Floods, grain demand limit Nola barges
Houston, 7 March (Argus) — Flooding along the lower Mississippi river and strong grain demand has tightened spot barge availability at New Orleans, limiting the ability for fertilizer loadings at the key port.
One fleet operator said about 80pc of its barges for spot shipment were not available at Nola because of high river flows and stronger southbound grain demand, resulting in empty barges traveling north.

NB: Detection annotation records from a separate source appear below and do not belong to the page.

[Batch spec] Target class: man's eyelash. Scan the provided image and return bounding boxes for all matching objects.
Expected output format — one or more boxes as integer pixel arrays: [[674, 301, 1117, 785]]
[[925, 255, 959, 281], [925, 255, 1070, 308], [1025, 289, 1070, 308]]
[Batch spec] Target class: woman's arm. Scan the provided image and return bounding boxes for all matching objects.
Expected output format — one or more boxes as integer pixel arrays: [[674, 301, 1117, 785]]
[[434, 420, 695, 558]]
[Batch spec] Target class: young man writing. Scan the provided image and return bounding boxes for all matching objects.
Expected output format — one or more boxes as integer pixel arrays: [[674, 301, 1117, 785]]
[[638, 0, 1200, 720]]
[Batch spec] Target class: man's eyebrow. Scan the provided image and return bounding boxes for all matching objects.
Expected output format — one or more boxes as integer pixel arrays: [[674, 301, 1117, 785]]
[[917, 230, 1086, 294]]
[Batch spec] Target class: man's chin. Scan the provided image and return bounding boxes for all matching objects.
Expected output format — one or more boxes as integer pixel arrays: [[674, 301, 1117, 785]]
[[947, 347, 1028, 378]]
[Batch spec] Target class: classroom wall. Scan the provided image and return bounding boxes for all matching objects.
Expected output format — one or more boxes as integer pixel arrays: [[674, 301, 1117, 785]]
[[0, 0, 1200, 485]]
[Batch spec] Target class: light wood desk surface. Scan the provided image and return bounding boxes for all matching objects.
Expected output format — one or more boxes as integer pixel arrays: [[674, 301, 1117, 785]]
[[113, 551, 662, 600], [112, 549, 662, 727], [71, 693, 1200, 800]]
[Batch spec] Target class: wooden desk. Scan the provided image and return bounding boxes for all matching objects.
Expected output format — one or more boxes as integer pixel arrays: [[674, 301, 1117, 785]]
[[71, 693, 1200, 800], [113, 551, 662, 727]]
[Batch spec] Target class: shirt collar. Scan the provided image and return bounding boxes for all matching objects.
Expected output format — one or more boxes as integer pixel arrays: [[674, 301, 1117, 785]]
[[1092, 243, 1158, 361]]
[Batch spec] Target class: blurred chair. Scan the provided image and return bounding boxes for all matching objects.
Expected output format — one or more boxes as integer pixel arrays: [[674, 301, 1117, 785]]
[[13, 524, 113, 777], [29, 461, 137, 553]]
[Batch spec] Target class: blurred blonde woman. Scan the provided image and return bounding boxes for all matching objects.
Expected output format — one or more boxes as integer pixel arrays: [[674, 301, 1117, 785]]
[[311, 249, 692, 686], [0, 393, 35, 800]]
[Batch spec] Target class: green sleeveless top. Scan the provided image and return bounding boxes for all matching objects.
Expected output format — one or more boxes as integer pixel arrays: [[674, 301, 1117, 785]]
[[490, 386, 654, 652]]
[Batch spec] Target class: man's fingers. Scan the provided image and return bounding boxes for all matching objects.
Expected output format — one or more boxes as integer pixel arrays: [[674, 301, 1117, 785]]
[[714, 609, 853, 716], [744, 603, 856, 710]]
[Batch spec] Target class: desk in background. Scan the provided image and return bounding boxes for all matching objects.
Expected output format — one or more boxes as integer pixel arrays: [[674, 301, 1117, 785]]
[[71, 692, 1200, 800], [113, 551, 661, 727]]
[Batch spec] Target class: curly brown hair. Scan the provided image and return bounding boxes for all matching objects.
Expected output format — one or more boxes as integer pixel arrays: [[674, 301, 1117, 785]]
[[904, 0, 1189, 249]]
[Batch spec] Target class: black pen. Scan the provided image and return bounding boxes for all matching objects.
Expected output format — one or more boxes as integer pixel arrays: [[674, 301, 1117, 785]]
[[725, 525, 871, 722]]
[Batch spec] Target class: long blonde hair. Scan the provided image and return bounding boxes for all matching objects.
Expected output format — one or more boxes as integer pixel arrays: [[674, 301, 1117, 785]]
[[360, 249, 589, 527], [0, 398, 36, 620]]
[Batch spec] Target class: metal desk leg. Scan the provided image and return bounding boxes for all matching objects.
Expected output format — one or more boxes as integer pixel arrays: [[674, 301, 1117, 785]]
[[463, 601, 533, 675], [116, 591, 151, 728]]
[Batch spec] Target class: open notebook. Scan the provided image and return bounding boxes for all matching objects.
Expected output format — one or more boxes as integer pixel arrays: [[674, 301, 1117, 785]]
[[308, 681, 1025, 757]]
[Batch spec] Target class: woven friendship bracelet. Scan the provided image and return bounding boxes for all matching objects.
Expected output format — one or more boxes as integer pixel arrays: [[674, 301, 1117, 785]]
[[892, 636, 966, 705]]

Nola barge availability began to shrink in late February when the US Army Corps of Engineers closed five locks and dams along the Ohio and Arkansas rivers, marooning a large portion of the domestic barge fleet. Rising water levels also prevented operators fromrepositioningthe remaining fleet, as tow sizes were limited to 5-10 barges on the lower Mississippi river.
Barge operators are struggling to dispatch spot barges for grain shipments amid a recent price rally for corn and soybeans. Grain sales have increased in recent weeks on higher prices and stronger global demand, resulting in higher freight prices for southbound transit. The volume of soybeans inspected for export for the week ending 1 March was up by 14pc year-over-year, despite St Louis being the only major terminal operating without restrictions, according to the US Department of Agriculture.
Rising river levels have also delayed vessel arrivals at Nola after the US Coast Guard restricted port berthings to daylight hours only. The long port delays have already caused a potential deal for a first-half March urea vessel from Venezuela to be scrapped.
The delays could impact up to nine expected urea vessel arrivals in March. One vessel, the Thor Independence, was scheduled to arrive on 5 March from Algeria, but has yet to enter the port area, according to vessel tracking data. Two phosphate vessels are scheduled to arrive this month as well.
Water levels in New Orleans are expected to crest on 13 March at around 17 feet, according to the National Oceanic and Atmospheric Administration. The corps anticipates opening of the Bonnet Carre Spillway on 8 March for an estimated 20-25 days to alleviate water flow rates on the Mississippi river. The opening is expected to further delay vessels from discharging at Nola.